My research seeks to understand the functional mechanism of action through which novel cis-elements control human major histocompatibility complex class II (MHC-II) gene expression, and to identify protein components required for the function of these cis-elements. MHC-II gene expression is tissue-specific, and is regulated both developmentally and by the actions of immune cytokines. Proper expression of the MHC-II genes is important for the maintenance of a healthy and active adaptive immune system. Failure to properly regulate MHC-II results in a defective immune system and can lead to many disorders including autoimmune diseases, infectious diseases and cancers.
Transcription factors and cis-elements such as enhancers and promoters are critical features involved in gene expression. Recent genetic evidence has established that insulators also represent a mechanism for gene regulation, especially within complex genetic loci. As gene regulatory elements, insulators have two distinct functions: blocking enhancers when placed between an enhancer and a gene; and protecting the gene from being silenced by adjacent heterochromatin when flanking a gene. To date, I have focused on how insulators or chromatin boundary elements function in MHC-II and immune system gene expression using human cell lines as well as mouse model systems.

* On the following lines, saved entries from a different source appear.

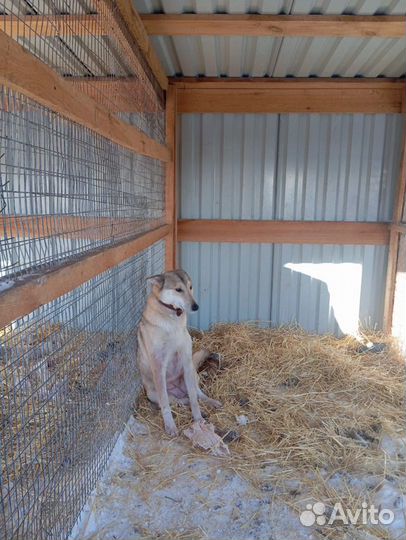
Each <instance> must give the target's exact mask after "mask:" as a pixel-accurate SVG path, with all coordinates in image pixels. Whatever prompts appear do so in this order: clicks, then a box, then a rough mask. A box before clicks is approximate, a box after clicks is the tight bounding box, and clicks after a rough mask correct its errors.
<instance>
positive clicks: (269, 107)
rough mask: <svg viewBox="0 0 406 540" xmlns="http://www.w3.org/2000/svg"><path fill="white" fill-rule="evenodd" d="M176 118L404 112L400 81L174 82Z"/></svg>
mask: <svg viewBox="0 0 406 540" xmlns="http://www.w3.org/2000/svg"><path fill="white" fill-rule="evenodd" d="M171 82H172V83H173V84H175V85H176V87H177V110H178V113H365V114H374V113H401V112H406V82H405V81H404V80H401V79H397V80H396V79H394V80H393V79H391V80H386V79H379V80H376V79H355V80H354V79H352V80H349V79H335V78H334V79H312V78H311V79H285V80H283V79H265V80H264V79H262V80H258V79H251V80H244V79H240V80H236V79H230V80H224V79H217V80H213V79H209V80H206V79H205V78H202V79H194V78H191V80H189V81H188V80H187V79H181V80H177V79H172V81H171Z"/></svg>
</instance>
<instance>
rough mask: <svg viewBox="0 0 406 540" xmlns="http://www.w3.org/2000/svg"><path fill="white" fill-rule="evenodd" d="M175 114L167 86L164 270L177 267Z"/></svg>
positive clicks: (174, 100) (173, 101) (174, 111)
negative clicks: (166, 225) (168, 225)
mask: <svg viewBox="0 0 406 540" xmlns="http://www.w3.org/2000/svg"><path fill="white" fill-rule="evenodd" d="M176 112H177V111H176V87H175V86H174V85H169V87H168V91H167V94H166V144H167V147H168V149H170V150H169V151H170V153H171V156H172V160H171V161H168V162H167V164H166V185H165V209H166V223H167V224H168V225H169V226H170V231H169V234H168V236H167V238H166V260H165V269H166V270H173V269H175V268H176V266H177V258H176V250H177V249H176V248H177V241H178V240H177V207H176V198H177V193H176Z"/></svg>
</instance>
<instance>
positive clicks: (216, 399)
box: [206, 398, 223, 409]
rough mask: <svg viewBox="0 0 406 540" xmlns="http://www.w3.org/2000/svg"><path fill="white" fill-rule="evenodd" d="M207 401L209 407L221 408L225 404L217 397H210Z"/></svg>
mask: <svg viewBox="0 0 406 540" xmlns="http://www.w3.org/2000/svg"><path fill="white" fill-rule="evenodd" d="M206 403H207V405H208V406H209V407H213V409H221V407H222V406H223V404H222V403H221V401H217V399H211V398H209V399H208V400H207V402H206Z"/></svg>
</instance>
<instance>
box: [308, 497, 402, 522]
mask: <svg viewBox="0 0 406 540" xmlns="http://www.w3.org/2000/svg"><path fill="white" fill-rule="evenodd" d="M326 510H327V508H326V505H325V504H324V503H322V502H316V503H314V504H307V505H306V510H304V511H303V512H302V513H301V514H300V522H301V524H302V525H304V526H305V527H311V526H312V525H315V524H316V525H319V526H323V525H333V524H334V523H341V524H342V525H357V524H362V525H369V524H370V525H390V524H391V523H392V522H393V520H394V519H395V514H394V513H393V512H392V510H389V509H388V508H376V506H374V505H373V504H372V505H370V506H369V505H368V503H366V502H363V503H362V504H361V508H356V509H355V510H351V509H349V508H345V507H344V506H343V505H342V503H336V504H335V505H334V507H333V509H332V511H331V513H330V515H329V516H327V515H326Z"/></svg>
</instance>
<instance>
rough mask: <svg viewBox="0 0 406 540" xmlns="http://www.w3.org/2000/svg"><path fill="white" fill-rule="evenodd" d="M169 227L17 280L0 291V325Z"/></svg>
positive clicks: (99, 250) (102, 268) (109, 262)
mask: <svg viewBox="0 0 406 540" xmlns="http://www.w3.org/2000/svg"><path fill="white" fill-rule="evenodd" d="M169 230H170V227H169V225H164V226H162V227H159V228H157V229H155V230H153V231H150V232H148V233H146V234H142V235H139V236H137V237H135V238H133V239H132V240H129V241H127V242H123V243H121V244H119V245H116V246H114V247H110V248H103V249H101V250H98V251H97V252H93V253H92V254H90V255H89V254H87V255H85V256H83V257H82V258H81V259H80V260H75V262H71V263H66V264H61V265H60V266H59V267H56V268H55V269H53V270H49V271H48V272H45V273H43V274H41V275H36V276H31V277H27V278H26V279H25V280H22V281H21V282H20V283H18V282H17V284H16V285H14V286H13V287H11V288H9V289H6V290H5V291H3V292H2V293H0V328H3V327H4V326H6V325H8V324H10V323H11V322H13V321H15V320H16V319H18V318H19V317H23V316H24V315H27V314H28V313H31V312H32V311H34V310H35V309H37V308H39V307H40V306H42V305H44V304H47V303H48V302H51V301H52V300H55V299H56V298H59V297H60V296H62V295H64V294H66V293H68V292H70V291H72V290H73V289H75V288H76V287H79V286H80V285H82V284H83V283H85V282H86V281H89V280H90V279H92V278H94V277H95V276H97V275H98V274H101V273H102V272H105V271H106V270H108V269H109V268H113V266H117V265H118V264H120V263H122V262H123V261H125V260H127V259H129V258H131V257H133V256H134V255H136V254H137V253H139V252H140V251H142V250H143V249H146V248H147V247H149V246H151V245H152V244H154V243H155V242H158V241H159V240H162V239H163V238H165V236H166V235H167V234H168V232H169Z"/></svg>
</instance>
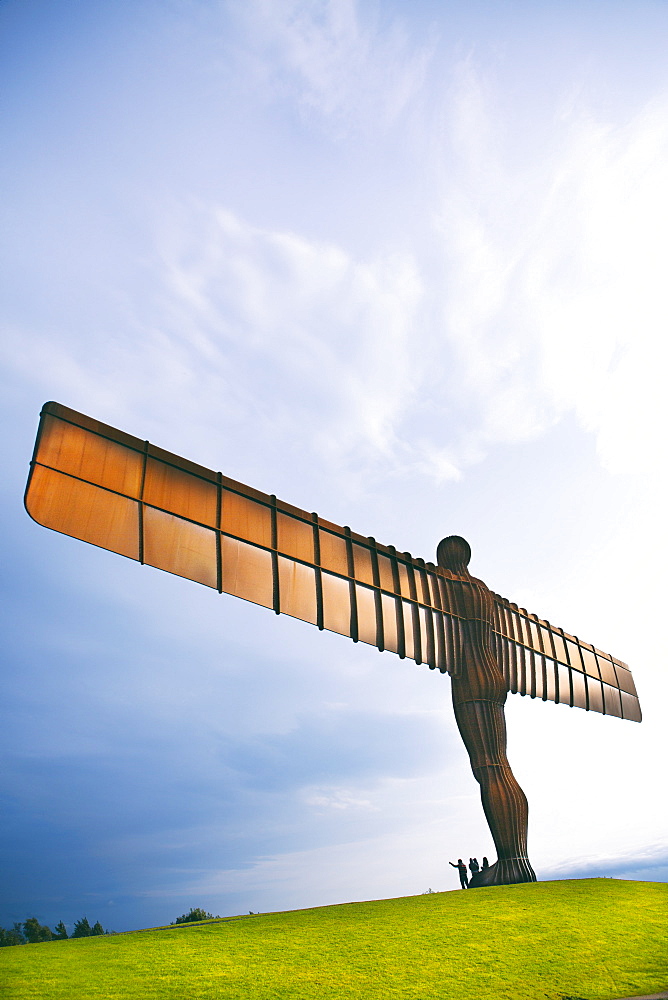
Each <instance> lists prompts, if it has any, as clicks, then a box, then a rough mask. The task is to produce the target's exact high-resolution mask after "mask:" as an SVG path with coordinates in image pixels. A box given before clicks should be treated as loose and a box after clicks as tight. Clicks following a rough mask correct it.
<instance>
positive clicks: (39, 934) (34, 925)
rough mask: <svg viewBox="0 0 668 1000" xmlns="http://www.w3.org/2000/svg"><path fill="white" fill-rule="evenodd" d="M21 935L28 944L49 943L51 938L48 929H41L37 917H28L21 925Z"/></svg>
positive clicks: (48, 930)
mask: <svg viewBox="0 0 668 1000" xmlns="http://www.w3.org/2000/svg"><path fill="white" fill-rule="evenodd" d="M23 933H24V935H25V939H26V941H27V942H28V944H38V943H39V942H40V941H50V940H51V938H52V937H53V934H52V933H51V929H50V928H49V927H43V926H42V925H41V924H40V922H39V920H38V919H37V917H28V919H27V920H26V922H25V923H24V925H23Z"/></svg>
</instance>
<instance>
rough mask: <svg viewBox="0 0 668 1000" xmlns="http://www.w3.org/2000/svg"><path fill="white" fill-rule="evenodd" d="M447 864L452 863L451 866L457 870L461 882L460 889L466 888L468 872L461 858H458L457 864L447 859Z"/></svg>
mask: <svg viewBox="0 0 668 1000" xmlns="http://www.w3.org/2000/svg"><path fill="white" fill-rule="evenodd" d="M448 864H449V865H452V867H453V868H456V869H457V871H458V872H459V881H460V883H461V887H462V889H468V887H469V879H468V874H467V872H466V865H465V864H464V862H463V861H462V859H461V858H458V860H457V864H455V863H454V862H453V861H448Z"/></svg>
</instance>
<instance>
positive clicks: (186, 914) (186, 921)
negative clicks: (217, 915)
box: [172, 906, 213, 926]
mask: <svg viewBox="0 0 668 1000" xmlns="http://www.w3.org/2000/svg"><path fill="white" fill-rule="evenodd" d="M193 920H213V913H207V912H206V910H202V909H201V908H200V907H199V906H193V907H192V909H191V910H190V913H184V914H183V915H182V916H180V917H177V918H176V920H175V921H174V924H190V923H192V921H193ZM174 924H172V926H174Z"/></svg>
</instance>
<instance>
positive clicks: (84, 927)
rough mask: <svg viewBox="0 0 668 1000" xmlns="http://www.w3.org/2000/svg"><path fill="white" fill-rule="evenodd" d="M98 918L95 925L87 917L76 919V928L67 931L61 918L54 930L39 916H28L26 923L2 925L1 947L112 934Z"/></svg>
mask: <svg viewBox="0 0 668 1000" xmlns="http://www.w3.org/2000/svg"><path fill="white" fill-rule="evenodd" d="M110 933H111V931H105V929H104V927H103V926H102V924H101V923H100V921H99V920H97V921H96V922H95V923H94V924H93V926H92V927H91V925H90V924H89V923H88V919H87V917H82V918H81V920H75V921H74V930H73V931H72V933H71V934H68V933H67V927H66V926H65V924H64V923H63V921H62V920H60V921H59V922H58V923H57V924H56V927H55V929H54V930H51V928H50V927H47V926H46V925H45V924H40V922H39V920H38V919H37V917H28V919H27V920H26V921H24V923H22V924H21V923H15V924H14V926H13V927H12V928H10V929H9V930H5V928H4V927H0V948H8V947H10V946H11V945H16V944H39V943H41V942H42V941H65V940H66V939H67V938H69V937H73V938H75V937H97V936H98V935H100V934H110Z"/></svg>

CCCTC-binding factor, CTCF, is required for the function of all known mammalian insulators. I have previously mapped CTCF binding sites throughout the human and mouse MHC-II locus. My research established that CTCF is involved in demarcating the boundaries of interacting foci and looping structures that rearrange the MHCII locus in the presence of class II transactivator, CIITA (master regulator of MHC-II). To further our mechanistic understanding of MHC-II insulators we are generating deletions of CTCF bound-cis-elements in mice. These studies will provide a direct in vivo role for CTCF and genome organization in MHC-II gene expression and the adaptive immune system.